Merely 2 pct of pro tennis players earn profit: study
Updated: 2015-01-20 14:16
CANBERRA - Only 2 percent of professional tennis players earn a profit from tournament prize money, according to a study released by Tennis Australia on Monday.
The International Tennis Federation Review, which was compiled by Tennis Australia with the help of Victoria University and Kingston University, aimed to investigate tournament prize money and the way it is shared across all competitors.
It revealed that the vast majority of professional players were unable to make a living through the sport, having to pay on average more than 130,000 US dollars per year for travel costs, accommodation, equipment and coaching.
The study also showed that only 1.8 percent of male tennis players and 3.1 percent of female made a profit in 2013, accumulating for only 2.25 percent of 13,736 professional athletes.
The report goes on to estimate that 95 percent of all players would still fail to cover necessary tour costs even after sponsorship revenue is factored into the equation.

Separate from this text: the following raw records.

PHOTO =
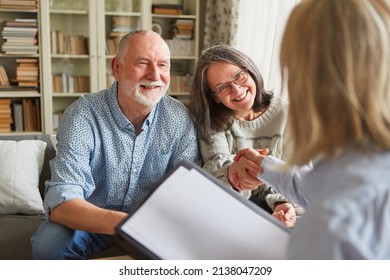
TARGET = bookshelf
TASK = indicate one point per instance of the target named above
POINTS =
(74, 45)
(20, 61)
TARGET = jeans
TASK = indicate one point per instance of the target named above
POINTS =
(56, 242)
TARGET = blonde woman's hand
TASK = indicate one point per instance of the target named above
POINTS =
(285, 213)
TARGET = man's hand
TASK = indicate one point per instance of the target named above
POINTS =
(242, 174)
(285, 213)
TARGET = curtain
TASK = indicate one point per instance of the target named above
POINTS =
(260, 29)
(221, 22)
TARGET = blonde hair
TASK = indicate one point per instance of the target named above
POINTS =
(335, 61)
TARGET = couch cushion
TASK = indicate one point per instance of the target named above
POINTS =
(15, 235)
(20, 168)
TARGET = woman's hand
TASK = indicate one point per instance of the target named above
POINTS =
(285, 213)
(242, 174)
(240, 178)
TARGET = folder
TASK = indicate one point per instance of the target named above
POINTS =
(193, 216)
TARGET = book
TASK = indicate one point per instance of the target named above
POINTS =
(167, 9)
(193, 216)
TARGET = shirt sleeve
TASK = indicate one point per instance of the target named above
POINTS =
(71, 173)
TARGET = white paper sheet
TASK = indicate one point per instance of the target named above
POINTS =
(190, 217)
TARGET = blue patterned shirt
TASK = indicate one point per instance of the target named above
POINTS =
(102, 160)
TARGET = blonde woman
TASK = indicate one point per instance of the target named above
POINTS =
(335, 57)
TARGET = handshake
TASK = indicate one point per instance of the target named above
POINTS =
(243, 175)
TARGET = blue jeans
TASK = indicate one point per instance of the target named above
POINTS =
(56, 242)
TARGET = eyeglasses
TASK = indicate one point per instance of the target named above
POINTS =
(226, 88)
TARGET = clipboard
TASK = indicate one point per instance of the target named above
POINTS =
(193, 216)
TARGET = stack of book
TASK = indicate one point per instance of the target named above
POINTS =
(121, 25)
(66, 83)
(20, 36)
(4, 81)
(68, 44)
(5, 115)
(167, 9)
(182, 28)
(27, 115)
(27, 72)
(18, 4)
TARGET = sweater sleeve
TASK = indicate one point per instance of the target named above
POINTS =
(217, 158)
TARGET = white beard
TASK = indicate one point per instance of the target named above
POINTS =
(149, 100)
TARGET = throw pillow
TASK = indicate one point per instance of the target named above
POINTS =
(20, 167)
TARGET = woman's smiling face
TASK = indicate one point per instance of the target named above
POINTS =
(240, 97)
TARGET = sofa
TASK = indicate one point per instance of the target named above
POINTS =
(22, 213)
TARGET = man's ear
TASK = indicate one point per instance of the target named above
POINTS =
(115, 66)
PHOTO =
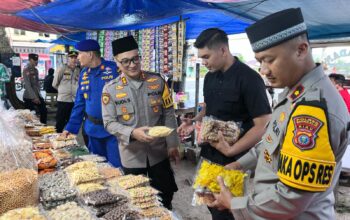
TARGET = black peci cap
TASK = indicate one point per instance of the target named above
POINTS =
(124, 44)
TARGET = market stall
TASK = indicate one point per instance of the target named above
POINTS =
(46, 176)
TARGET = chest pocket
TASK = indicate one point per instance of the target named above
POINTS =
(155, 105)
(126, 114)
(67, 75)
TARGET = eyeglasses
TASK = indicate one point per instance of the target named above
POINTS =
(127, 62)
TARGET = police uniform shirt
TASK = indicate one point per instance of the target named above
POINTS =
(298, 161)
(88, 99)
(237, 95)
(66, 82)
(129, 104)
(31, 82)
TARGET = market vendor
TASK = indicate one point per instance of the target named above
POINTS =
(232, 92)
(95, 74)
(298, 162)
(131, 104)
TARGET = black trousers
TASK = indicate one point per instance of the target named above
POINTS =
(162, 179)
(64, 109)
(41, 108)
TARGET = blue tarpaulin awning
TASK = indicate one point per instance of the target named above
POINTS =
(325, 19)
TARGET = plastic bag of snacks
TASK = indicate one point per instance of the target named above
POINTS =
(205, 182)
(18, 171)
(210, 128)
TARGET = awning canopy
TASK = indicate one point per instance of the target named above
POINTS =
(325, 19)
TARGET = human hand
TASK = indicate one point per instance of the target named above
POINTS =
(185, 129)
(174, 154)
(223, 199)
(65, 134)
(234, 166)
(221, 145)
(36, 101)
(140, 135)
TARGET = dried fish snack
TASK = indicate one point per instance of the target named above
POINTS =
(18, 188)
(29, 213)
(101, 197)
(93, 158)
(211, 127)
(122, 212)
(109, 172)
(142, 192)
(55, 187)
(70, 210)
(103, 209)
(89, 187)
(132, 181)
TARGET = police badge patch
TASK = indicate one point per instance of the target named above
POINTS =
(105, 98)
(305, 131)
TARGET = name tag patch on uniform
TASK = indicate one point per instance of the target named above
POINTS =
(282, 116)
(297, 92)
(107, 77)
(311, 175)
(275, 128)
(305, 133)
(120, 95)
(126, 117)
(269, 139)
(154, 93)
(156, 109)
(267, 156)
(153, 79)
(154, 87)
(307, 160)
(105, 98)
(123, 101)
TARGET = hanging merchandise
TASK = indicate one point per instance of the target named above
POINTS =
(101, 41)
(91, 35)
(108, 52)
(161, 48)
(180, 49)
(173, 35)
(165, 49)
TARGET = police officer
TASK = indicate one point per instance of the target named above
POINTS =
(298, 161)
(66, 82)
(32, 97)
(95, 74)
(232, 92)
(132, 103)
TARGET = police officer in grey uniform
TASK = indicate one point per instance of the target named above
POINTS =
(298, 161)
(66, 82)
(132, 103)
(32, 97)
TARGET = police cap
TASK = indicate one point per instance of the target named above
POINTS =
(72, 53)
(276, 29)
(33, 56)
(87, 45)
(124, 44)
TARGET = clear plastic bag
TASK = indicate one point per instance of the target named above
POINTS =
(18, 171)
(205, 182)
(211, 126)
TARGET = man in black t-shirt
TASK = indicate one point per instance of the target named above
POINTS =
(232, 92)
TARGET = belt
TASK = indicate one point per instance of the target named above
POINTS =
(94, 120)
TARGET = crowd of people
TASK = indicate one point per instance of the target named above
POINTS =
(295, 147)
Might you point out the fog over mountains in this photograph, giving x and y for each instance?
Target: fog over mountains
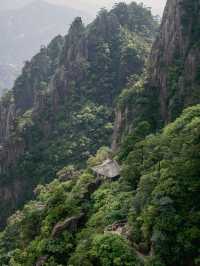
(26, 26)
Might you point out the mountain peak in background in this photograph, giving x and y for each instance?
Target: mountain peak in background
(25, 29)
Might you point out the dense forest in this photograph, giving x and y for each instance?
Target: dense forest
(119, 90)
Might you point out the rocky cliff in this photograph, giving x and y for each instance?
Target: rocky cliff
(60, 110)
(175, 58)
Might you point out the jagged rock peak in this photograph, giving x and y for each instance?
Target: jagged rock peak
(175, 58)
(77, 27)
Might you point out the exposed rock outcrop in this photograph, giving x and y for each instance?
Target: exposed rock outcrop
(71, 224)
(175, 58)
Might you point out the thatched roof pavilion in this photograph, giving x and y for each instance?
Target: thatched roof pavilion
(109, 169)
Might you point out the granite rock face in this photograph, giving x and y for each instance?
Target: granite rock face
(175, 58)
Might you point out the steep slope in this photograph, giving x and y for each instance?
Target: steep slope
(175, 58)
(61, 108)
(149, 217)
(25, 30)
(172, 80)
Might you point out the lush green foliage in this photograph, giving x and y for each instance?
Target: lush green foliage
(149, 217)
(66, 94)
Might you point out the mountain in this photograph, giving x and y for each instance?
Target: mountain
(105, 84)
(25, 30)
(65, 97)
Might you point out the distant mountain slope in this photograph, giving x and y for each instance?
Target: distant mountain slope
(26, 29)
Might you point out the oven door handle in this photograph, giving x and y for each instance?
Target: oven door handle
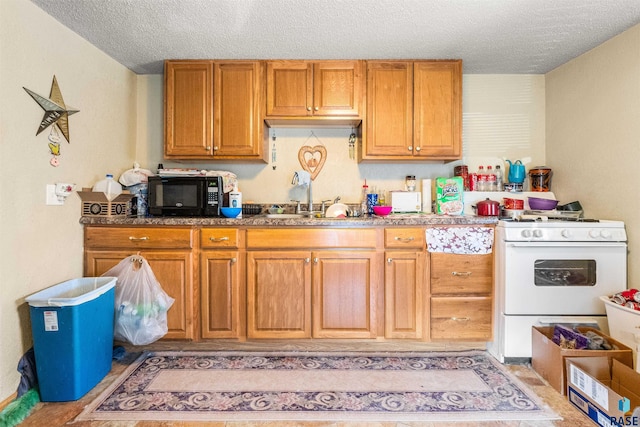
(566, 244)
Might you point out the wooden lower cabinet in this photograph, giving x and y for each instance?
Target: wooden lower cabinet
(461, 297)
(173, 270)
(344, 294)
(279, 294)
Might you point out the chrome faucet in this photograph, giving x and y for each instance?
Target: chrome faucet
(295, 181)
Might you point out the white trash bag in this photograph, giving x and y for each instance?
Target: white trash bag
(140, 304)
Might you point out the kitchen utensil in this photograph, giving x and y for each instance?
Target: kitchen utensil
(517, 204)
(540, 178)
(538, 204)
(488, 207)
(382, 210)
(516, 171)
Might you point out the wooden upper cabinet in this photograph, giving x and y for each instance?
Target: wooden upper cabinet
(214, 110)
(414, 111)
(314, 89)
(188, 108)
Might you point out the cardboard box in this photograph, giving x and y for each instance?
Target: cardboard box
(604, 389)
(95, 203)
(548, 359)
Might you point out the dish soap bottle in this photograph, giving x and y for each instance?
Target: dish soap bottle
(235, 199)
(364, 209)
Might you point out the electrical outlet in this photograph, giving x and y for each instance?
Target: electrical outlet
(52, 197)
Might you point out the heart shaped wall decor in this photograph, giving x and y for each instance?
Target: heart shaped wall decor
(312, 159)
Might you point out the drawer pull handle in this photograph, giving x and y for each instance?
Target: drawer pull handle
(404, 239)
(461, 273)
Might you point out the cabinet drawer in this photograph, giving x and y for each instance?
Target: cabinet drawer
(461, 318)
(219, 238)
(453, 274)
(311, 238)
(138, 238)
(404, 238)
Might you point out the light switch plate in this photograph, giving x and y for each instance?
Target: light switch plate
(52, 198)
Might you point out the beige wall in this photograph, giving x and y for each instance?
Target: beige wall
(42, 245)
(593, 134)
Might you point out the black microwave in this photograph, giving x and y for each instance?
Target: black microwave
(185, 195)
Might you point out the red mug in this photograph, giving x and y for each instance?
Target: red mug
(514, 204)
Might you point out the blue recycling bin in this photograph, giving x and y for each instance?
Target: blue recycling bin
(72, 327)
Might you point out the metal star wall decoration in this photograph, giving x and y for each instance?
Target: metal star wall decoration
(55, 111)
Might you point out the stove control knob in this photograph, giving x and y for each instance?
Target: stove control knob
(606, 234)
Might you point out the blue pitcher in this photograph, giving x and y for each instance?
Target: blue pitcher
(516, 172)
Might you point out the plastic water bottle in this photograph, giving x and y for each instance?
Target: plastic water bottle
(109, 187)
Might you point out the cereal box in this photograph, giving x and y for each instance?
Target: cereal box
(449, 195)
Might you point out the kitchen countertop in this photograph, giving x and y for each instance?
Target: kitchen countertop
(262, 221)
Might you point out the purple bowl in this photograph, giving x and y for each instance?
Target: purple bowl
(538, 204)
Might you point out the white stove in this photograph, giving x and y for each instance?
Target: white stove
(550, 271)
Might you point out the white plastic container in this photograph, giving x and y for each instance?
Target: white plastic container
(624, 326)
(109, 187)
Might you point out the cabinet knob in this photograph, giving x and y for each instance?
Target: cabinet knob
(461, 273)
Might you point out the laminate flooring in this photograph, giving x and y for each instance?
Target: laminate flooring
(52, 414)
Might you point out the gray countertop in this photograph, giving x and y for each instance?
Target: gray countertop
(263, 221)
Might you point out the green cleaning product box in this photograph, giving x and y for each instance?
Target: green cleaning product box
(449, 193)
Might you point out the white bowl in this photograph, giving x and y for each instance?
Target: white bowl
(337, 210)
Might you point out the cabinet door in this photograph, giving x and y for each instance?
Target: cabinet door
(337, 88)
(438, 109)
(345, 294)
(221, 300)
(174, 272)
(389, 126)
(289, 88)
(188, 103)
(279, 294)
(238, 100)
(404, 298)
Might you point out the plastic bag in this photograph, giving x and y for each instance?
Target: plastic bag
(140, 303)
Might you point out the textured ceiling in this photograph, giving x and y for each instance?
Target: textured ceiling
(490, 36)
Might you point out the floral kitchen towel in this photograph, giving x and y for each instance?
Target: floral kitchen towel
(460, 240)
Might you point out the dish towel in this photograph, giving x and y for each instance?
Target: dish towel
(460, 240)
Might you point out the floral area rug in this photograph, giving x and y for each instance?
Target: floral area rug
(299, 386)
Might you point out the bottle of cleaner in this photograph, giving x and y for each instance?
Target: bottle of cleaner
(235, 199)
(109, 187)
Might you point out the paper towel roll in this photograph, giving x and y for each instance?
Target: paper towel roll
(426, 196)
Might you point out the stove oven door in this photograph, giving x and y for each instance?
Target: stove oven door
(561, 278)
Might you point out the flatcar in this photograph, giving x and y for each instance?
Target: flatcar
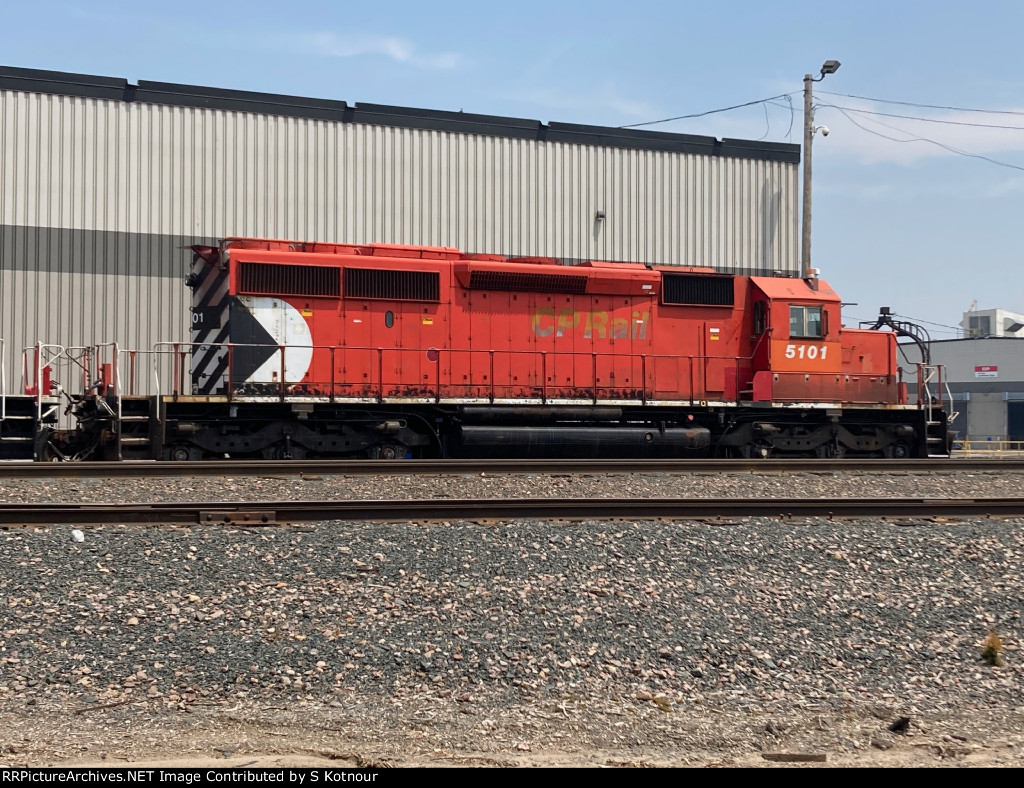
(304, 349)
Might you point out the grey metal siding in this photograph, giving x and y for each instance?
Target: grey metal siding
(97, 192)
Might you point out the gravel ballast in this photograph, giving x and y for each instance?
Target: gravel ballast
(498, 636)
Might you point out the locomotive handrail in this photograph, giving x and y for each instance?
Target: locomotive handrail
(3, 381)
(375, 388)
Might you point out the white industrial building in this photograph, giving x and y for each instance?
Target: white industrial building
(102, 182)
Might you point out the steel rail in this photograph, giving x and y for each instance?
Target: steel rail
(135, 469)
(269, 513)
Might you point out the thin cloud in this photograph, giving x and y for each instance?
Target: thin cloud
(604, 105)
(398, 49)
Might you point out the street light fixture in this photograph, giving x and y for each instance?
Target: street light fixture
(828, 67)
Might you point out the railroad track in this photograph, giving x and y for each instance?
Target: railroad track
(17, 470)
(274, 513)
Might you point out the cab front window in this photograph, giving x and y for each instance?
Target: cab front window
(805, 321)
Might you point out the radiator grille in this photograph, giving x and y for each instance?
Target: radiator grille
(278, 279)
(527, 282)
(393, 286)
(695, 290)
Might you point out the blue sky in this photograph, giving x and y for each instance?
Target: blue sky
(906, 224)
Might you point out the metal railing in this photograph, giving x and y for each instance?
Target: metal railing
(3, 381)
(984, 447)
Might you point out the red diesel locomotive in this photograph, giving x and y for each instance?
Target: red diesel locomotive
(308, 349)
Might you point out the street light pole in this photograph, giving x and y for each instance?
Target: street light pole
(829, 67)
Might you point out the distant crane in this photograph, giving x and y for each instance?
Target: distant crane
(966, 324)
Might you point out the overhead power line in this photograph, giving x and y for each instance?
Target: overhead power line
(950, 148)
(925, 120)
(924, 106)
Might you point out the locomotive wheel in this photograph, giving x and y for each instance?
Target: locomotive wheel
(388, 451)
(898, 450)
(183, 453)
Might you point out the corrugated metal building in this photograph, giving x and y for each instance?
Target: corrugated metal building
(101, 183)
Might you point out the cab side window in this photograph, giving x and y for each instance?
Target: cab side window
(805, 321)
(760, 317)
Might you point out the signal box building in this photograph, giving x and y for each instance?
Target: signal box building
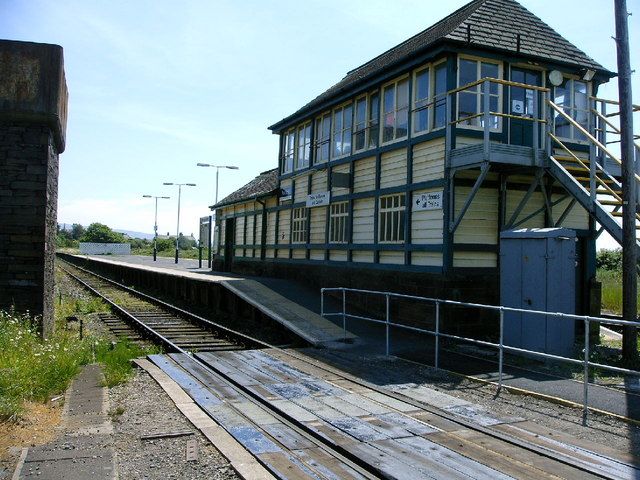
(403, 175)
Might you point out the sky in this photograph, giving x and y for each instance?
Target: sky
(157, 86)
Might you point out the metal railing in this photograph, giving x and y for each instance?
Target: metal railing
(437, 334)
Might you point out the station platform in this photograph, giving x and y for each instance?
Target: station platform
(286, 302)
(297, 306)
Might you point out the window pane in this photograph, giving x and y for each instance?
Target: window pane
(348, 116)
(422, 85)
(326, 126)
(403, 125)
(440, 79)
(489, 70)
(468, 72)
(421, 121)
(346, 142)
(403, 94)
(561, 96)
(389, 99)
(467, 104)
(361, 111)
(580, 95)
(359, 140)
(337, 121)
(389, 123)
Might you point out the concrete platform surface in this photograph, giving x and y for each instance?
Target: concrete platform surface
(284, 301)
(85, 449)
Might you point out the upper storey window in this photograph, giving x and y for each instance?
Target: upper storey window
(471, 100)
(323, 138)
(572, 97)
(395, 110)
(429, 98)
(439, 95)
(341, 138)
(304, 145)
(365, 123)
(288, 151)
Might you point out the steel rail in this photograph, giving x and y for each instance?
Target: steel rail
(335, 450)
(502, 436)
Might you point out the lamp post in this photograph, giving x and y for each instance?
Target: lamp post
(155, 225)
(178, 223)
(211, 222)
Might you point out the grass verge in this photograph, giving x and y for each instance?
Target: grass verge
(116, 359)
(33, 369)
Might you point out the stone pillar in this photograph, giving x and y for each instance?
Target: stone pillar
(33, 116)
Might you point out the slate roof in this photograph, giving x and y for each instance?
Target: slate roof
(492, 24)
(264, 184)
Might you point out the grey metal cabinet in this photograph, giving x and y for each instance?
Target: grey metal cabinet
(538, 272)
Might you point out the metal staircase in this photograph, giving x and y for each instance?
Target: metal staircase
(594, 181)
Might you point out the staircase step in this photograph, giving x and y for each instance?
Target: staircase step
(569, 168)
(587, 179)
(619, 214)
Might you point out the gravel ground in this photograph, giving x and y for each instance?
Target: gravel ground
(140, 407)
(602, 429)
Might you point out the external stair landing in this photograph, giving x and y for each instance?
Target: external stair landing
(294, 316)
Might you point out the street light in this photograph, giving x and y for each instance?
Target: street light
(179, 193)
(217, 167)
(155, 225)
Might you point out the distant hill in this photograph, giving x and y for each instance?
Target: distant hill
(132, 234)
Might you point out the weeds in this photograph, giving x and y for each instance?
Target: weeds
(611, 290)
(116, 359)
(33, 369)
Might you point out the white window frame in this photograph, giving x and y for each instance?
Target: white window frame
(370, 126)
(396, 110)
(391, 208)
(320, 141)
(428, 103)
(571, 109)
(299, 225)
(338, 222)
(343, 136)
(476, 122)
(303, 146)
(288, 151)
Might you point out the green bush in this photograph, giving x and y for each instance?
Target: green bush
(116, 359)
(609, 259)
(33, 369)
(100, 233)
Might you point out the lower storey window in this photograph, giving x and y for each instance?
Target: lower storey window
(299, 226)
(391, 219)
(338, 223)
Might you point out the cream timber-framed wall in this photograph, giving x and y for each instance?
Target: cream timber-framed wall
(366, 179)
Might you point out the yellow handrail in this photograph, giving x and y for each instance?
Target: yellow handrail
(616, 130)
(508, 83)
(583, 131)
(598, 179)
(636, 108)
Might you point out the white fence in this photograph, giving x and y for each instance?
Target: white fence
(105, 248)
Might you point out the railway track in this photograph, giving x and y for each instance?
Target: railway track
(139, 316)
(302, 418)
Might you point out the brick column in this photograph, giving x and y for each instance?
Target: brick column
(33, 106)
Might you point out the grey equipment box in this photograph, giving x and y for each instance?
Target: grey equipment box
(538, 272)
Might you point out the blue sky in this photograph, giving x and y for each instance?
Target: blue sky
(157, 86)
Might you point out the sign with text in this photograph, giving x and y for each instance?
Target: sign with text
(318, 199)
(427, 201)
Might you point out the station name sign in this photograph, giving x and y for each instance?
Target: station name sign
(427, 201)
(318, 199)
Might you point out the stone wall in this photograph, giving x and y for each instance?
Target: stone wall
(28, 201)
(33, 106)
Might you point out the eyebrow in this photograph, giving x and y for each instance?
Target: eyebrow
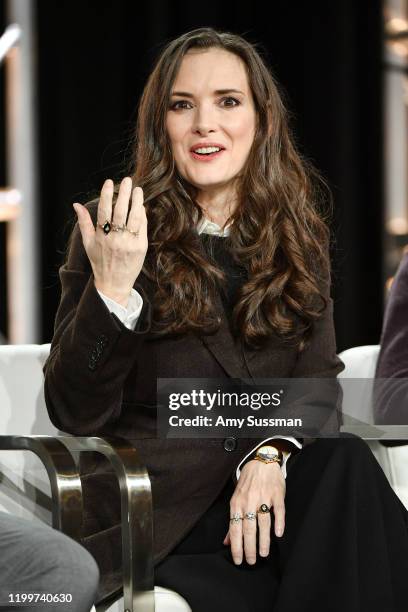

"With rising Grand Slam prize money and better than ever exposure, you might think that life's pretty glamorous for your average pro tennis player," Victoria University data analyst Michael Bane told the ABC on Monday.
"But a closer look at the numbers suggests you'd be wrong."
Only 310 players (160 men and 150 women) made a profit in 2013, with 45.5 percent of all men's players and 43.9 percent of all women's players failing to earn any prize money whatsoever.
According to Bane, the way in which prize money is divvied between athletes remains the biggest issue.
"There is actually a lot of money in tennis, totaling 162 million U.S. dollars for the men and 120 million U.S. dollars for the women," he continued.
"What makes it so difficult for developing athletes is the way it's distributed."
The report, too, indicates prize money allocation as the main factor in the disparity between tennis highest and lowest paid earners, with the top one percent of players receiving 62 percent and 51 percent of all prize money in men's and women's tournaments respectively.
"That's 97 million US dollars shared between the top 50 men, with the rest being distributed amongst everyone else," Bane said.
"Yet even amongst the top 32 men, there is severe inequality in pay.
"In comparison, the AFL, golf and motorsports show a far less rapid decline in pay with ranking."
The report has been released to coincide with the first Grand Slam event of 2015, the Australian Open, which begins in Melbourne on Monday.
The ITF will examine the report in further detail in May as part of its major review into prize money structuring and junior development.